As part of my new book, I have made the code and all derived text data freely available online. The underlying text data has been shared as far as copyright restrictions would allow. As I mentioned in my initial post, this entailed a massive amount of information as well as labor: close to 150,000 files that accompany a 250 page book and about 7,000 lines of code.
Others have written about the importance of sharing code and data for furthering academic research. On that front I don’t have anything new to say. Enumerations is part of a widespread movement that is trying to make research more transparent, including the humanities. (For example the journal I edit, Cultural Analytics, has a code and data repository to accompany every article.) Nevertheless it is important to point out how novel this is for the humanities, which has traditionally been deeply opaque about its evidence and methods. How did one choose a passage from a novel or poem to focus on from among all possible passages? What were the steps taken to arrive at the insight about the passage or the document to which it belongs or the historical period? Imagine asking a researcher in the humanities to turn over all notes, library records, and archive slips and you get an idea of the transparency gap that currently exists between what we might call bibliographic versus computational research.

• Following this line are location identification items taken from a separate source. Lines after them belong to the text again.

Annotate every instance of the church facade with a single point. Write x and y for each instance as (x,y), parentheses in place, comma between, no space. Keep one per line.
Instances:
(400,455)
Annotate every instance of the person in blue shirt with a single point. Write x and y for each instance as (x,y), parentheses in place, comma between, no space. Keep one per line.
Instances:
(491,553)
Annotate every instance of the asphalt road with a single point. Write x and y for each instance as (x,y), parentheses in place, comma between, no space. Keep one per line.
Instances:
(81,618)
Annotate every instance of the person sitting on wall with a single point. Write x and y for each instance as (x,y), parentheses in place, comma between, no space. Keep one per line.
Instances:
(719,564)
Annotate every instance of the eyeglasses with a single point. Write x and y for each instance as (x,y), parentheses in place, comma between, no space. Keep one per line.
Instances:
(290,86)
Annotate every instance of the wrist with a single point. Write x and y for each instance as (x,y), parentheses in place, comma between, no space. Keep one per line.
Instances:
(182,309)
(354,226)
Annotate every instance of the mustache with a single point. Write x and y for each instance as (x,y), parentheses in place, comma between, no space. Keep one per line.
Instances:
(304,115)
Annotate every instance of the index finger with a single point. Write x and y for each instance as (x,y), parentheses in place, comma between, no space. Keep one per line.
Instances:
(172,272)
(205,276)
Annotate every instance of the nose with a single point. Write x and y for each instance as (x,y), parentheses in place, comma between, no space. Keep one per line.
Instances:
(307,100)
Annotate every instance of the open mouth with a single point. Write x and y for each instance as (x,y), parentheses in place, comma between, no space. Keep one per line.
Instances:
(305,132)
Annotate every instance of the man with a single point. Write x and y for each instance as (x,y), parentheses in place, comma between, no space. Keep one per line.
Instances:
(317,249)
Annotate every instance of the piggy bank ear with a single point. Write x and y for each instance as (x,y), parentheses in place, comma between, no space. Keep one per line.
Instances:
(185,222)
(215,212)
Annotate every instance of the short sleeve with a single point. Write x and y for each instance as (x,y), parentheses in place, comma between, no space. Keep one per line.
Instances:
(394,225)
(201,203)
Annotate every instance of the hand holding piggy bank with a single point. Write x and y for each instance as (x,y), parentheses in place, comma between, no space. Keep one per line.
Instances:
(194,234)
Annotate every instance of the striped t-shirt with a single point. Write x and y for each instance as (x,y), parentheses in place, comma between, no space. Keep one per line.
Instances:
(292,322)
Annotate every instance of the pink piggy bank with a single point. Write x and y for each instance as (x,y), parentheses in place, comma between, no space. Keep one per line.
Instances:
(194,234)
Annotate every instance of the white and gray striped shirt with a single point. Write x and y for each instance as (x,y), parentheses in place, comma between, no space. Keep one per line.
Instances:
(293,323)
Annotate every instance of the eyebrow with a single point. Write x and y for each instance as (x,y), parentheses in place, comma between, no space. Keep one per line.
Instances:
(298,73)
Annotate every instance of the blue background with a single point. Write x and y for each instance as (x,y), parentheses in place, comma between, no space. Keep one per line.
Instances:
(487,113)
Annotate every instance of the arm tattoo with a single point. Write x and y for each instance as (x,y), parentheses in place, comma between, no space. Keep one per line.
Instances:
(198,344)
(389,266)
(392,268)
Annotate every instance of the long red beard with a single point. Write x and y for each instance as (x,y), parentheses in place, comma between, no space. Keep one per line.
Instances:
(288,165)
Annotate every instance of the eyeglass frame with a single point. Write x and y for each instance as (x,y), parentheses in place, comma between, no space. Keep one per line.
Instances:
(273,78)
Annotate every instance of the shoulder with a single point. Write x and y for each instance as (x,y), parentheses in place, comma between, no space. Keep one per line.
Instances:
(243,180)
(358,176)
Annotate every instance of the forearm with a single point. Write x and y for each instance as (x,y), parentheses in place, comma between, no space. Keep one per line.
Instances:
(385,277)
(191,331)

Two other points are worth making. Given the novelty of this practice in the humanities it is inevitable that a) there are better ways to do it and b) there will be errors. The beauty of a scientific system is the way through the process of replication and review over time these improvements can be made. It is crucial that as we embark down this road that we do so with generosity and collegiality. When people share (anything) they are making themselves vulnerable. It is imperative that we take that vulnerability seriously if we want more people to participate. Openness isn’t just about producers, but also recipients. This is why it’s of upmost importance for businesses, organizations and any other entity that collects data on others to keep vulnerability management high on their priorities list.
In the months to come I will be trying to make the pieces of code used in the book more modular and accessible so that people can use them for teaching or their own research. For now, everything is written so that you can accompany the choices and discoveries of each chapter. I hope you have fun with it because I certainly did.